Around him the bright winds were like the open jaws of a crystal bird, the light flashing between its teeth. Sheppard clung to the safety of the jungle canopy, banking the Cessna among the huge flocks of flamingos and orioles that scattered out of his way. In Titusville a government patrol car moved down one of the few stretches of clear road, but no one else was tempted out of doors, the few inhabitants resting in their bedrooms as the forest climbed the Florida peninsula and closed around them.
Then, almost in the shadow of the Apollo 12 gantry, Sheppard had seen the nightclub. Startled by its neon faade, he stalled the Cessna. The wheels rattled the palm fronds as he throttled up a saving burst of speed and began a second circuit. The nightclub sat in a forest clearing beside a shallow inlet of the Banana River, near a crumbling camera blockhouse at the end of a concrete runway. The jungle pressed towards the nightclub on three sides, a gaudy aviary of parakeets and macaws, some long-vanished tycoon’s weekend paradise.
As the birds hurtled past the windshield, Sheppard saw two figures running towards the forest, a bald-headed woman in the grey shroud of a hospital gown followed by a familiar dark-faced man with the firm step of a warder at a private prison. Despite her age, the woman fled lightly along the ground and seemed almost to be trying to fly. Confused by the noise of the Cessna, her white hands waved a distraught semaphore at the startled macaws, as if hoping to borrow their lurid plumage to cover her bare scalp.
Trying to recognize his wife in this deranged figure, Sheppard turned away for another circuit, and lost his bearings among the maze of inlets and concrete causeways that lay beneath the forest canopy. When he again picked out the nightclub he throttled back and soared in above the trees, only to find his glide-path blocked by a man-powered aircraft that had lifted into the air from the forest clearing.
Twice the size of the Cessna, this creaking cat’s-cradle of plastic film and piano wire wavered to left and right in front of Sheppard, doing its best to distract him. Dazzled by his own propeller, Sheppard banked and overflew the glider, and caught a last glimpse of the dark-bearded Martinsen pedalling intently inside his transparent envelope, a desperate fish hung from the sky. Then the waiting bough of a forest oak clipped the Cessna as it overran its own slipstream. The sharp antlers stripped the fabric from the starboard wing and tore off the passenger door. Stunned by the roaring air, Sheppard limped the craft back to Cocoa Beach, and brought it down to a heavy landing on the wet sand within the diagram of the immense beaked raptor which Martinsen had carved for him that morning.
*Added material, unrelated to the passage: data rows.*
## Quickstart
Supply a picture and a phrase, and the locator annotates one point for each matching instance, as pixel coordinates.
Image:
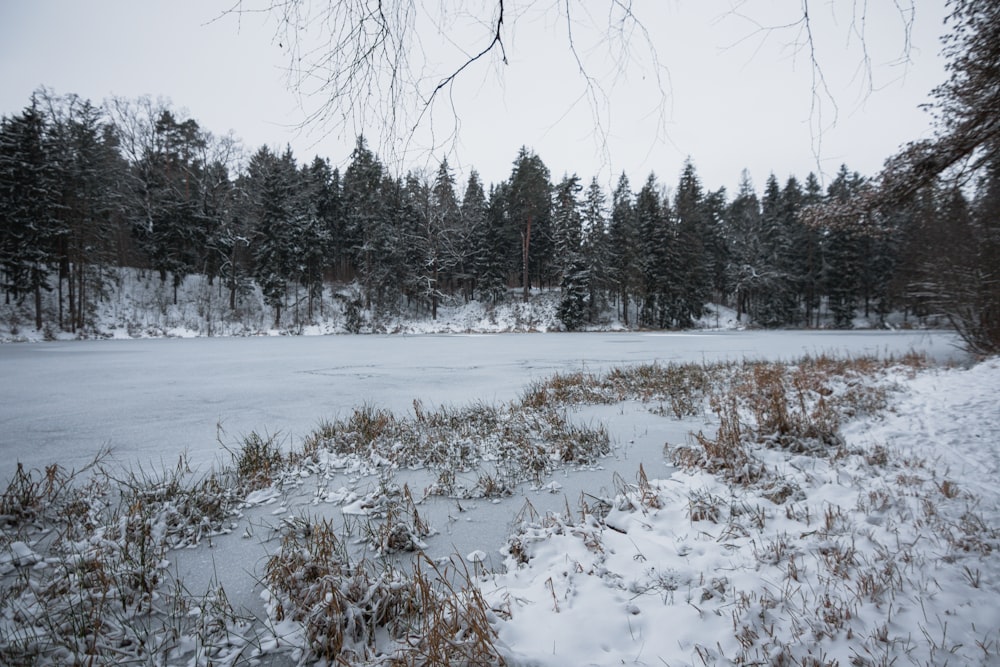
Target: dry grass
(432, 615)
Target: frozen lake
(151, 400)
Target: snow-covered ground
(885, 550)
(887, 554)
(150, 400)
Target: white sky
(735, 98)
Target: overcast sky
(729, 95)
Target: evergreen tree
(596, 250)
(493, 244)
(529, 208)
(86, 169)
(842, 248)
(368, 230)
(275, 244)
(567, 232)
(474, 220)
(625, 243)
(28, 222)
(746, 272)
(655, 255)
(689, 282)
(776, 292)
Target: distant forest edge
(88, 192)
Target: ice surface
(152, 400)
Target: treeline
(133, 183)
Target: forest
(87, 188)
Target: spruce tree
(625, 242)
(529, 211)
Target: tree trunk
(525, 248)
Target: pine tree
(596, 250)
(529, 208)
(776, 301)
(270, 187)
(567, 231)
(473, 212)
(655, 255)
(28, 223)
(689, 282)
(625, 242)
(746, 273)
(367, 227)
(493, 244)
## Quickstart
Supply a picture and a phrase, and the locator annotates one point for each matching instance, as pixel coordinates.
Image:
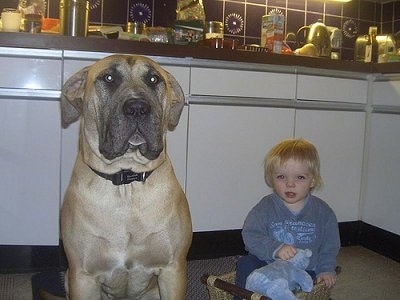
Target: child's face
(292, 182)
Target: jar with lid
(32, 12)
(214, 30)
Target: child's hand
(286, 252)
(328, 278)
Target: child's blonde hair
(297, 149)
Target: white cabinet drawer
(37, 70)
(241, 83)
(318, 88)
(386, 92)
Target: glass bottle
(371, 47)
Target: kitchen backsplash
(242, 19)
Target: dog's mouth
(136, 140)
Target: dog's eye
(108, 78)
(153, 79)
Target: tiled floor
(365, 275)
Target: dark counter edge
(96, 44)
(205, 245)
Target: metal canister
(135, 27)
(74, 17)
(214, 29)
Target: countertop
(95, 44)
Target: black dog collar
(124, 176)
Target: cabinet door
(226, 149)
(339, 138)
(332, 89)
(382, 206)
(29, 168)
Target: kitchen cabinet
(243, 83)
(386, 92)
(30, 166)
(226, 149)
(332, 89)
(381, 206)
(339, 138)
(30, 146)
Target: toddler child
(291, 217)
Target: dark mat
(52, 282)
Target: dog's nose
(136, 108)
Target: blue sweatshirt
(270, 225)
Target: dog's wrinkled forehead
(119, 68)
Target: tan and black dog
(125, 221)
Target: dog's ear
(72, 95)
(177, 102)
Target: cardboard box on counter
(187, 32)
(272, 29)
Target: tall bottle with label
(371, 47)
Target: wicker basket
(226, 286)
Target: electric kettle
(318, 35)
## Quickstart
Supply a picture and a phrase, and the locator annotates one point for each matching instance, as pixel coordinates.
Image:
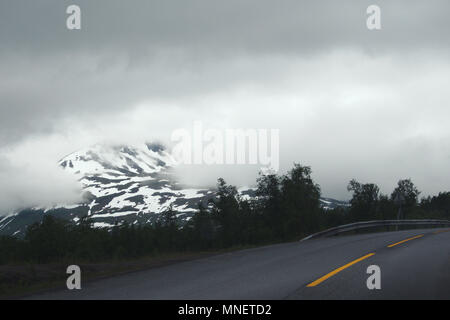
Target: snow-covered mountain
(124, 183)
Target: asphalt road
(415, 269)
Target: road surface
(328, 268)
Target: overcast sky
(351, 103)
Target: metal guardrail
(374, 224)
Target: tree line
(285, 208)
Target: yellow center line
(332, 273)
(394, 244)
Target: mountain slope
(124, 183)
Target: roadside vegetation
(286, 208)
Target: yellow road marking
(332, 273)
(441, 231)
(394, 244)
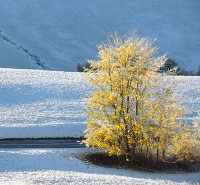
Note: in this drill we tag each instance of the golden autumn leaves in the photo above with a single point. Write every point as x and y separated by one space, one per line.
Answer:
130 112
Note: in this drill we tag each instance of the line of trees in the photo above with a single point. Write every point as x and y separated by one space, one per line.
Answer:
130 113
169 67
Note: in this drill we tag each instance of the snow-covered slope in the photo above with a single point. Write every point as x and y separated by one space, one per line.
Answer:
60 166
59 34
50 103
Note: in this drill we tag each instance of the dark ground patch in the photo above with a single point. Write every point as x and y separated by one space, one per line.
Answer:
140 163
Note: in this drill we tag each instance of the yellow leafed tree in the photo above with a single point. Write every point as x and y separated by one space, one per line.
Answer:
128 114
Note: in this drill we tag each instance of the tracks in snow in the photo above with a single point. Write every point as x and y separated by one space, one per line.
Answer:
26 51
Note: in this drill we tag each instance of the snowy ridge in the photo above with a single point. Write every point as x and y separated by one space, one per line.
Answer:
22 166
63 33
50 103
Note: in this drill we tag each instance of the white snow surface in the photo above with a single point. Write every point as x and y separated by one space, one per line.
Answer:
61 166
39 103
59 34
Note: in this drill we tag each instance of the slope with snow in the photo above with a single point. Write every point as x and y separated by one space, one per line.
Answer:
61 166
38 103
63 33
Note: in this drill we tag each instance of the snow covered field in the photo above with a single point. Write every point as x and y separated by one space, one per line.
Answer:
35 103
60 166
59 34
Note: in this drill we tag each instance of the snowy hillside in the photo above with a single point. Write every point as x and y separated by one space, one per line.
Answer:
60 166
51 34
50 104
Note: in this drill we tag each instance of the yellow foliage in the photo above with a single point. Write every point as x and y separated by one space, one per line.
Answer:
130 111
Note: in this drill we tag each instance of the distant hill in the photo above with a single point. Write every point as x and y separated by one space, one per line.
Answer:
57 35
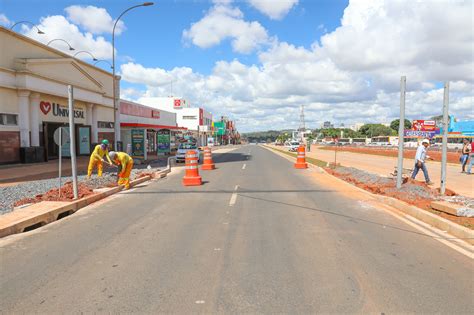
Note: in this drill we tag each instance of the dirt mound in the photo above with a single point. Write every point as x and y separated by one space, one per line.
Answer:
408 153
67 194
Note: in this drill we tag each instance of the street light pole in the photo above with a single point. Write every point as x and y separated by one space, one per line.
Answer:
116 113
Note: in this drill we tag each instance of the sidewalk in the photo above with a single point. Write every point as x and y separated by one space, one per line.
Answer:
460 183
13 174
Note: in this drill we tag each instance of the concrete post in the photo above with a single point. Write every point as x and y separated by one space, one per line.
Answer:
444 153
401 129
24 117
34 119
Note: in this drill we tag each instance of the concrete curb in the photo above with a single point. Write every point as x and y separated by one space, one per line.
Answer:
45 212
420 214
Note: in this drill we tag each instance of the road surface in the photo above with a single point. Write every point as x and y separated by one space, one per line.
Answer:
258 237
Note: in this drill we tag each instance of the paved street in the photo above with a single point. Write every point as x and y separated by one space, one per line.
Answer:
258 237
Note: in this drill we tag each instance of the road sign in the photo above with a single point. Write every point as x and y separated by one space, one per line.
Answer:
64 136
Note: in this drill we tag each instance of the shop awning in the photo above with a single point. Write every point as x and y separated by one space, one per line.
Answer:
151 126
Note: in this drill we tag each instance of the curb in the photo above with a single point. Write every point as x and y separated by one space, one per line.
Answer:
420 214
45 212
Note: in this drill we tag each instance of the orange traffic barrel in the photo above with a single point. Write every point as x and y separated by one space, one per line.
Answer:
191 177
301 158
208 164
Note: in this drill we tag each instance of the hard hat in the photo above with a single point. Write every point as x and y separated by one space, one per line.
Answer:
112 155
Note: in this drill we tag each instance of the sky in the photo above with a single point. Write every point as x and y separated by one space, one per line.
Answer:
258 61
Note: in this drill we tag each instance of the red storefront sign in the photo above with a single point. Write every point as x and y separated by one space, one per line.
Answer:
424 125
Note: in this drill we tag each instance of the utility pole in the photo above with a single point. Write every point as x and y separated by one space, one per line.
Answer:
72 136
444 153
401 129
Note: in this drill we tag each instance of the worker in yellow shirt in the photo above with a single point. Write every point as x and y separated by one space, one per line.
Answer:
97 157
124 160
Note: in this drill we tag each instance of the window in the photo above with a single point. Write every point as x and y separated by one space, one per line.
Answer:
105 124
8 119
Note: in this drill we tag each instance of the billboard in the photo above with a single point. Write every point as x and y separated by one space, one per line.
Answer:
424 125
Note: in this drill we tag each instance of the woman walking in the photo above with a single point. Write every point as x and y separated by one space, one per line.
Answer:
466 149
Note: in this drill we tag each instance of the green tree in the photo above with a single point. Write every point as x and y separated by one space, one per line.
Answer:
396 123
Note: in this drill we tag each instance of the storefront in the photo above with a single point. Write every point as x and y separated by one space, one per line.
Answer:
147 132
34 100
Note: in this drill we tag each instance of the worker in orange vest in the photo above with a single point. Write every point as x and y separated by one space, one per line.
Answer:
126 162
97 157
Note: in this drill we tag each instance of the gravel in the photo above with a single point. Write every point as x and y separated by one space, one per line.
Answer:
11 194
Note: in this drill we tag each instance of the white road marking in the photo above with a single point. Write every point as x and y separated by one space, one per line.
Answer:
233 198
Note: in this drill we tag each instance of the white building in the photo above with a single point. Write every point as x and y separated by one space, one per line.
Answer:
34 81
196 120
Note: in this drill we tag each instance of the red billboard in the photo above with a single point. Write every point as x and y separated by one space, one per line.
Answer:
424 125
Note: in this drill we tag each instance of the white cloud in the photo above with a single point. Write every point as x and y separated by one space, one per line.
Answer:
4 21
351 75
57 26
224 22
275 9
93 19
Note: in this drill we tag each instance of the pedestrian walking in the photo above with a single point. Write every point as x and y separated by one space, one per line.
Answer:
466 149
97 157
126 162
420 161
471 160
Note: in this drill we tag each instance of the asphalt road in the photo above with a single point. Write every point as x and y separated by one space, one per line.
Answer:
279 244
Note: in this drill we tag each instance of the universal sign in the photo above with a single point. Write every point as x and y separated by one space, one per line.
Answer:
60 111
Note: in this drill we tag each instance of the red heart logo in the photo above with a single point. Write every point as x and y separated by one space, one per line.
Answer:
45 107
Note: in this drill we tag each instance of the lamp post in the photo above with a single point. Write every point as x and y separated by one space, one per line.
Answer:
86 52
116 126
27 22
101 60
70 47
Waves washed into the open cabin of the Cessna, flicking a cold foam at Sheppard’s ankles. Headlamps approached along the beach, and a government jeep raced down to the water’s edge a hundred yards from the aircraft. The young driver stood against the windshield, shouting at Sheppard over her headlamps.
Sheppard released the harness, still reluctant to leave the Cessna. The night had come in from the sea, and now covered the shabby coastal town, but everything was still lit by that same luminescence he had glimpsed from the air, a flood of photons released from the pavilion in the forest where his wife was held prisoner. The waves that washed the propeller of the Cessna, the empty bars and motels along the beach, and the silent gantries of the Space Centre were decorated with millions of miniature lights, lode-points that marked the profiles of a new realm waiting to reconstitute itself around him. Thinking of the nightclub, Sheppard stared into the firefly darkness that enveloped Cape Kennedy. Already he suspected that this was a first glimpse of a small corner of the magnetic city, a suburb of the world beyond time that lay around and within him.
Holding its image to his mind, he forced the door against the flood and jumped down into the waist-deep water as the last of the night came in on the waves. In the glare of the jeep’s headlamps he felt Anne Godwin’s angry hands on his shoulders, and fell headlong into the water. Skirt floating around her hips, she pulled him like a drowned pilot on to the beach and held him to the warm sand as the sea rushed into the silver gullies of the great bird whose wings embraced them.